OPNsense Forum

Archive => 18.1 Legacy Series => Topic started by: csmall on June 05, 2018, 06:13:21 am

Title: Block outbound icmp to external address?
Post by: csmall on June 05, 2018, 06:13:21 am

What rule would I need to create to block outbound icmp to 8.8.8.8?

In the log live view I see int wan with the wan ip as the source icmp to 8.8.8.8

Title: Re: Block outbound icmp to external address?
Post by: ruffy91 on June 05, 2018, 09:09:37 am

Block from where? From an interface or from the firewall itself?
If from the firewall itself:
There is an automatic Rule which allos any outgoing traffic. You have to add a NAT rule (NAT is processed before automatic rules) which blackholes the icmp request to 8.8.8.8.
If from an Interface:
Don't allow it in the first place or add a deny rule on the interface for icmp requests going to 8.8.8.8

You can also NAT any outgoing traffic from that interface to your own NS, so no matter what name servers the clients on that interface have set the requests are always served by yours instead.

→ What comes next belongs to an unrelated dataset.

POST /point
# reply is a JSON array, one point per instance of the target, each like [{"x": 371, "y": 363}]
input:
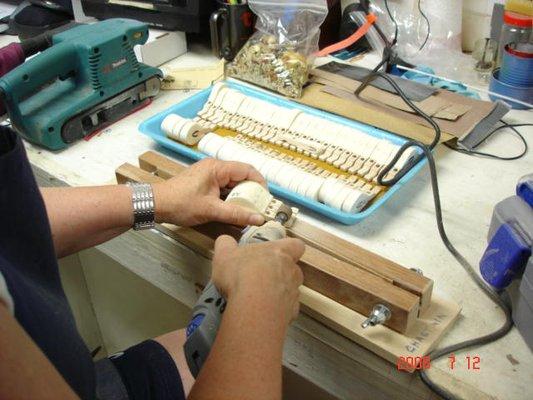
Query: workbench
[{"x": 404, "y": 230}]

Title: Re: Block outbound icmp to external address?
Post by: csmall on June 05, 2018, 11:14:01 am

I need the NAT rule. The traffic I see being allowed out says it is the wan interface and the IP address of the wan interface is the source with 8.8.8.8 as the destination.

I already have the NAT rule configured to redirect DNS but now something internally is pinging 8.8.8.8 (I think it is the google devices in my network ever since the DNS NAT rule was put in place).